Appendix D Examples of Image Captioning on MSCOCO

Variant	Linear projection on $P_{l}$ and $T_{l}$			MMLU
Variant	$Query$	$Key$	$Value$	mACC(%)
(a)	✗	✗	✗	31.07
(b)	✓	✓	✓	35.10
(c)	✗	✗	✓	32.82
(d)	✗	✓	✗	33.48
(e)	✓	✗	✗	35.75

Variant	Linear projection on $I$		ScienceQA
Variant	$Key$	$Value$	mACC(%)
(a)	✗	✗	75.96
(b)	✓	✗	79.83
(c)	✗	✓	81.20
(d)	✓	✓	85.41

Table 8: Analysis of the position of adding projection layers. Left: projection layers for learnable prompts and word tokens in text-only fine-tuning. Right: projection layers for frozen visual prompts in multi-modal fine-tuning.

Low-Rank dimension	MMLU
$r$	mACC(%)
4	29.14
8	34.00
16	35.75
32	34.21
64	35.12

Number of Layers inserted	MMLU
$L$	mACC(%)
24	34.50
26	34.95
28	35.32
30	35.75
32	35.66

Table 9: Analysis of the Low-Rank dimension

r

and the number of layers

L

with Excitor blocks inserted.

Appendix E More Ablations

We first study the best position of adding linear projection layers for learnable prompts $P_{l}$ and word tokens $T_{l}$ in text-only instruction tuning. The Excitor block relies on $T_{l}$ to generate $Query$ and $P_{l}$ to generate $Key$ and $Value$ . The way projection layers are added in the generation will significantly influence the final performance. From Table 8 (left), we find applying additional processing on $T_{l}$ by linear projection to generate $Query$ and direct passing $P_{l}$ as $Key$ and $Value$ can provide the best performance on MMLU. This is reasonable since $P_{l}$ is trainable and can be adaptively adjusted, while $T_{l}$ is generated from a frozen layer of LLaMA. After determining the structure of the single-modal Excitor, we further study the best way to apply projections of visual prompt $I$ in the multi-modal extension. As we mentioned in Sec. 3.3, since we provide the same visual prompt for each attention layer, Excitor relies on the projection layers to extract different visual information. On Table 8 (right), Variant (e) with projection layers for both $Key$ and $Value$ generation has the best performance.

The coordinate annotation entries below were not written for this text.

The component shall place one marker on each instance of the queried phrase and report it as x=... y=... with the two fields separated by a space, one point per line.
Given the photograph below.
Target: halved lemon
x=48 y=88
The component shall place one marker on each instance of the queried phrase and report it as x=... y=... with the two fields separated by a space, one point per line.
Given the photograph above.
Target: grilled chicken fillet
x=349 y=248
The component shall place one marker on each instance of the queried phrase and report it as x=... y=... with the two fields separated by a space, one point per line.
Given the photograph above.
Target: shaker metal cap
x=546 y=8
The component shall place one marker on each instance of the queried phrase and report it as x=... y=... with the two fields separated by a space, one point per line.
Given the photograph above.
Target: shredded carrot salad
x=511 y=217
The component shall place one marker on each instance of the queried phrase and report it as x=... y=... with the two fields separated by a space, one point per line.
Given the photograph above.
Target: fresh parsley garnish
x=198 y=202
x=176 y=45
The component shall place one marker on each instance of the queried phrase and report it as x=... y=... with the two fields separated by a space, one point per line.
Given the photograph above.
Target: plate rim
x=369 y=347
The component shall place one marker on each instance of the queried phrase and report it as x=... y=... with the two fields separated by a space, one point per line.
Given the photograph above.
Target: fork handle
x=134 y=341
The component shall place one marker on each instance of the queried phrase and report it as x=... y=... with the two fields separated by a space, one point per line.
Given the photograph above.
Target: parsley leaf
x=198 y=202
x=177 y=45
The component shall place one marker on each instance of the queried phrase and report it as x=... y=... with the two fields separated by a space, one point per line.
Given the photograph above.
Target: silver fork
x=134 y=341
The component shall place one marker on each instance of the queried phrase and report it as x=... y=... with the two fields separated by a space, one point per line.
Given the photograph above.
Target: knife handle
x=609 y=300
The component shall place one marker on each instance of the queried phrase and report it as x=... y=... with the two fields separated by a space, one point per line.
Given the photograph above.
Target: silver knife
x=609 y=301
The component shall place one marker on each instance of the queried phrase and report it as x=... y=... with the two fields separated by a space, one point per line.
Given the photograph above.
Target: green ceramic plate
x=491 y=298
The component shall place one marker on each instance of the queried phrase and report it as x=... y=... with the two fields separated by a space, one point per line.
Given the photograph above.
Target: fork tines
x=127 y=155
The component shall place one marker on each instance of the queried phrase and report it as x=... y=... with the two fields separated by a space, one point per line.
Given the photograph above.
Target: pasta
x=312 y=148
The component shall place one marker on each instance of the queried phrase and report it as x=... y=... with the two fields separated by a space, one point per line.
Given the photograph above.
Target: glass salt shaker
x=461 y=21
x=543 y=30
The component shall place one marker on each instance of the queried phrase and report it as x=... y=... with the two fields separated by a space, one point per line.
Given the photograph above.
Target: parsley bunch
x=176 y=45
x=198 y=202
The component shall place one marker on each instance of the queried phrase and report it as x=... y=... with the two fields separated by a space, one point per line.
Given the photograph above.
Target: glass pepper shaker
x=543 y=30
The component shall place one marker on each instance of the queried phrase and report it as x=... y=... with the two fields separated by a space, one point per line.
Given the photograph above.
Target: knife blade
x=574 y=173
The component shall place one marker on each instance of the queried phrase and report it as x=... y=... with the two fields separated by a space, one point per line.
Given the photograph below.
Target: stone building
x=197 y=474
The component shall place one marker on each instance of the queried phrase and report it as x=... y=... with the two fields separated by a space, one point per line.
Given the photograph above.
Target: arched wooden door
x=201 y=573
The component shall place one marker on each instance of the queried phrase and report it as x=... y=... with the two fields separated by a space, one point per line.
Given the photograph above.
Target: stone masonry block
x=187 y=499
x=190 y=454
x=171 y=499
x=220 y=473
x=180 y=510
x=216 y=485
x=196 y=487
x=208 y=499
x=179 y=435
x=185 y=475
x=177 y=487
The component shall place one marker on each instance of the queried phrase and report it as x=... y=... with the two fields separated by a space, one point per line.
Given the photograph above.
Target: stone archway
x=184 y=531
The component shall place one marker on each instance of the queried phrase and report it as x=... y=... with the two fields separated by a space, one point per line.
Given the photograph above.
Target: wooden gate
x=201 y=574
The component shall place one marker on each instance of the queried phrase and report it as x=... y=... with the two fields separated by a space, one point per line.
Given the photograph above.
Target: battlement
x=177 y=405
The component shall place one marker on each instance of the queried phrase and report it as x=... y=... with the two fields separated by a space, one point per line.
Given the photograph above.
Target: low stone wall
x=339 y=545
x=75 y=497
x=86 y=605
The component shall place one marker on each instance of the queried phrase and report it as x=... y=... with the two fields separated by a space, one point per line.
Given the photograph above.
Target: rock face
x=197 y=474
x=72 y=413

We adopt low-rank projection layers like LoRA [20] for Excitor blocks to reduce the number of trainable parameters and accelerate the training. Table 9 (left) reports performances under different low-rank dimensions $r$ on MMLU. Besides, Table 9 (right) provides the performance changes under different choices of the number of layers $L$ with Excior blocks inserted.